The second story was Foundlings by Diana Peterfreund. In a world where the ‘birther’ movement has gone too far, teenage girls are taken in as soon as they are discovered to be pregnant – ‘for their own good’ and to mitigate risk to the unborn child. In a few short pages, Peterfreund introduces us to this world in a way that is organic, natural, and mostly believable. The relationships between the three characters are compelling and by the end of the short story, I was invested in all of them, proud of all of them, and emotionally moved by all of three of them. It really is a very beautiful story, and I anticipate that I’ll read it again.

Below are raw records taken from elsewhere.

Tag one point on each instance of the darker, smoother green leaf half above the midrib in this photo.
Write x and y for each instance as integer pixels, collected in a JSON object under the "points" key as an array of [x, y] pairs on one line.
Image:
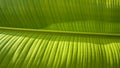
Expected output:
{"points": [[102, 16]]}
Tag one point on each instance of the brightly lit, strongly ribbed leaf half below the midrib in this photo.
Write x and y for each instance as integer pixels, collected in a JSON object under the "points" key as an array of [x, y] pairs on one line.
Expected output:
{"points": [[51, 50]]}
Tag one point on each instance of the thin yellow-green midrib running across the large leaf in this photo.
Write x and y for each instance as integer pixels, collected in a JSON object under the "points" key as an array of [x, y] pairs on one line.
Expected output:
{"points": [[58, 31]]}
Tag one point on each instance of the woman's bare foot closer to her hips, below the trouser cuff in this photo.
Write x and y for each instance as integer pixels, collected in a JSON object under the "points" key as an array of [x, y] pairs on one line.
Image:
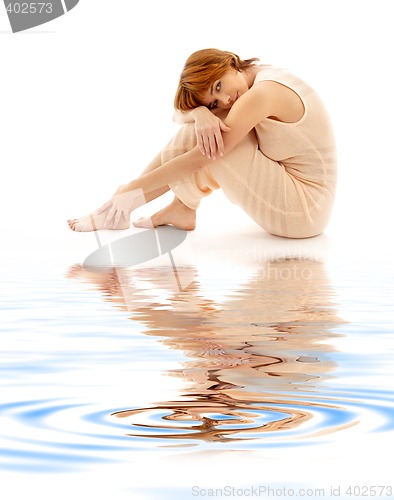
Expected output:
{"points": [[175, 214]]}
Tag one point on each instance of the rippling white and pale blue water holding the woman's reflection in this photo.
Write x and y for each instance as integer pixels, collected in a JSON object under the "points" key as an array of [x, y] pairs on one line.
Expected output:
{"points": [[256, 366]]}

I’ll let you know as I continue to read like a glutton if there are other stories in this anthology that might make it worth the cover price. As it is, I don’t regret my codeine purchase. Not at all.
ETA: I have since read The Salt Sea and the Sky by Elizabeth Bear. It was another situation where I felt like the short story was actually the beginning of something more. It was well written and I was curious about the characters, but at the end I was much more interested in what might happen next than in what had actually transpired so far. Still, it was well-written enough to make me look up Elizabeth Bear on Amazon, and I found that she is the co-author of the wolf books that I heard so much about a few years back. I went ahead and bough the first wolf book for my kindle and am pondering buying one of the Promethean Age books, but the $18.99 for the Kindle edition ($24.00 for the paperback) is a bit steep, especially given the book bender I’ve been on, I probably should wait. The wolf book was at least more reasonably priced.